Tragic Baby Death Linked to Hospital Drop-Down Menu Prescribing Error
A three-week-old baby girl died after a doctor selected the wrong medication from a drop-down menu and prescribed it at five times the appropriate dose for her size, a coroner's inquest has heard. The heartbreaking case has exposed serious concerns about hospital communication systems and electronic prescribing risks.
Premature Birth and Genetic Heart Condition
Sidra Aliabase was born on April 19, 2024, by emergency caesarean section at just 27 weeks and one day of gestation. The extremely premature baby was very small and required assistance with both breathing and feeding, leading to her admission to neonatal intensive care.
Medical staff had identified that Sidra faced a 50 per cent chance of developing long QT syndrome, a genetic heart signaling disorder where the heart muscle takes too long to recharge between beats. Both of her older sisters had previously been diagnosed with the same condition.
Catalogue of Errors in Medication Administration
On May 8, 2024, a critical error occurred when a doctor prescribing medication for Sidra selected sodium acid phosphate instead of sodium chloride from a drop-down menu. The medication was not only the wrong drug but was prescribed at five times the recommended dosage for a baby of Sidra's size.
This prescribing mistake directly caused hypocalcaemia, a serious calcium deficiency, and bradycardia, a dangerous heart condition. Despite the fourth dose showing lowered phosphate levels, the error remained undetected and unreported to the consultant overseeing Sidra's care.
Multiple Failures in Basic Care
Coroner Fiona Wilcox, senior coroner for Inner West London, identified multiple systemic failures in her Prevention of Future Deaths report. The hypocalcaemia was apparent but went unrecognised by clinicians for more than 16 hours, during which time Sidra's condition continued to deteriorate.
The failure to prescribe the medication correctly was a failure in basic care, Ms Wilcox stated, and this was compounded by the failure to recognise the hypocalcaemia and the mis-prescribing across multiple shifts and clinical disciplines.
Communication Breakdown Between Hospitals
The inquest revealed concerning communication failures between Great Ormond Street Hospital, which had provided specialist advice, and Chelsea and Westminster Hospital, where Sidra was born and treated. Although the risk of long QT syndrome had been recognised prenatally, no formal management plan was established because experts at Great Ormond Street had not adequately communicated their findings back to the birth hospital.

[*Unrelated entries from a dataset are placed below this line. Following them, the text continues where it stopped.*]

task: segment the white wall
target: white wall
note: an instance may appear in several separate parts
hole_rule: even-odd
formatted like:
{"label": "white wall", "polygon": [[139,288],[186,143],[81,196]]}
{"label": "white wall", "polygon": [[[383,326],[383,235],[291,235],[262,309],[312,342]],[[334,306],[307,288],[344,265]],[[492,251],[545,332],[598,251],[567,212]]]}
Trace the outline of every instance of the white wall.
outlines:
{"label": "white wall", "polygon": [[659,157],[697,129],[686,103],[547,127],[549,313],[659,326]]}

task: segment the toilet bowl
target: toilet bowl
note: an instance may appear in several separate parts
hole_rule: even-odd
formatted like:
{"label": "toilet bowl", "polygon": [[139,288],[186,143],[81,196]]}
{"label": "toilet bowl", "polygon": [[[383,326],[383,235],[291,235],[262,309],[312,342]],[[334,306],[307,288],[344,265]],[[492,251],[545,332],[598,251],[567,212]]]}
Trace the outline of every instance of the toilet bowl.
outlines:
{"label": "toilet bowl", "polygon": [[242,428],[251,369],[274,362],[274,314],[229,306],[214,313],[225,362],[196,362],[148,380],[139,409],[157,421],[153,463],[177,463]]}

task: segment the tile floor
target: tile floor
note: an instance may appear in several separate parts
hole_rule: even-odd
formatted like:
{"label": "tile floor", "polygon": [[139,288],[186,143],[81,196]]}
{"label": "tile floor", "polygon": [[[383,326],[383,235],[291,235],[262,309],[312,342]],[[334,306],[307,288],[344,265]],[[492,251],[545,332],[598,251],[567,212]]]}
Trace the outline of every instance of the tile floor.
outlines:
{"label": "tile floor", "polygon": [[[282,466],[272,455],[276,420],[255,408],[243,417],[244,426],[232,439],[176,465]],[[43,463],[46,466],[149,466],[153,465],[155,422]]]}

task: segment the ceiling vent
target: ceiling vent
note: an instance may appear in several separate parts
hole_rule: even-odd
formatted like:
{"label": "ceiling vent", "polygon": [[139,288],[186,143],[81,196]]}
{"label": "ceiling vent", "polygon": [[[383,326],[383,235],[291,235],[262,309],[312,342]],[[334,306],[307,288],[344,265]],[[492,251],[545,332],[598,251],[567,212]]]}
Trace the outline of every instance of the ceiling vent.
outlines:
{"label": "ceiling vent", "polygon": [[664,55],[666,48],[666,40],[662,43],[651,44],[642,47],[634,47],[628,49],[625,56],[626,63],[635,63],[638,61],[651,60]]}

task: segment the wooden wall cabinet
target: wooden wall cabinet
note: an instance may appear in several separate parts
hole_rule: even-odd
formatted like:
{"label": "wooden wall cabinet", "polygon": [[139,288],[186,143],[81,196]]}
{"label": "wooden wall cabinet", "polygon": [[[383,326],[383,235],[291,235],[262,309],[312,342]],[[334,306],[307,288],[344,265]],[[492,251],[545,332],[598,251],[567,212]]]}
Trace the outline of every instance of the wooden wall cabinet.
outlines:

Ms Wilcox noted particular concerns about how the on-call paediatric cardiology team at Great Ormond Street Hospital communicates with other hospital teams seeking their advice.
Electronic Prescribing Risks Highlighted
The coroner's report specifically highlighted the increased risk of error when using drop-down menus for drug selection, particularly for medications with similar names. The prescribing doctor admitted to the court that they had chosen the wrong drug from the electronic menu.
There were thus multiple missed opportunities to recognise the prescribing error and overdose and its effects in a timely fashion that may have improved the outcome for Sidra and prevented her death at the material time, the coroner concluded.
Inquest Conclusion and Ongoing Concerns
The inquest into Sidra's death, held in Inner West London, recorded a conclusion of accident contributed to by neglect. The official cause of death was confirmed as iatrogenic hypocalcaemia combined with long QT syndrome and complications of prematurity.
Sidra passed away at Chelsea and Westminster Hospital on May 10, 2024, after her condition deteriorated following the medication error. The coroner emphasised that the team should have been prepared for a premature delivery given both of Sidra's sisters had been born prematurely.
The court accepted evidence that standard treatment with beta blockers would not have protected against the hypocalcaemic-induced bradycardia that ultimately led to Sidra's death. By the morning of May 9, her bradycardia was worsening significantly, with long QT syndrome clearly apparent on her heart trace monitor.
Despite requests for IV lines and electrolyte blood testing, and despite seeking expert advice from Royal Brompton Hospital, the hypocalcaemia and prescribing error were missed yet again. The coroner noted that the effect of phosphate overdose on calcium levels was something the prescribing doctor should have recognised and communicated to the consultant.
The Daily Mail has contacted both Great Ormond Street Hospital and Chelsea and Westminster Hospital for comment regarding the tragic case and the coroner's findings.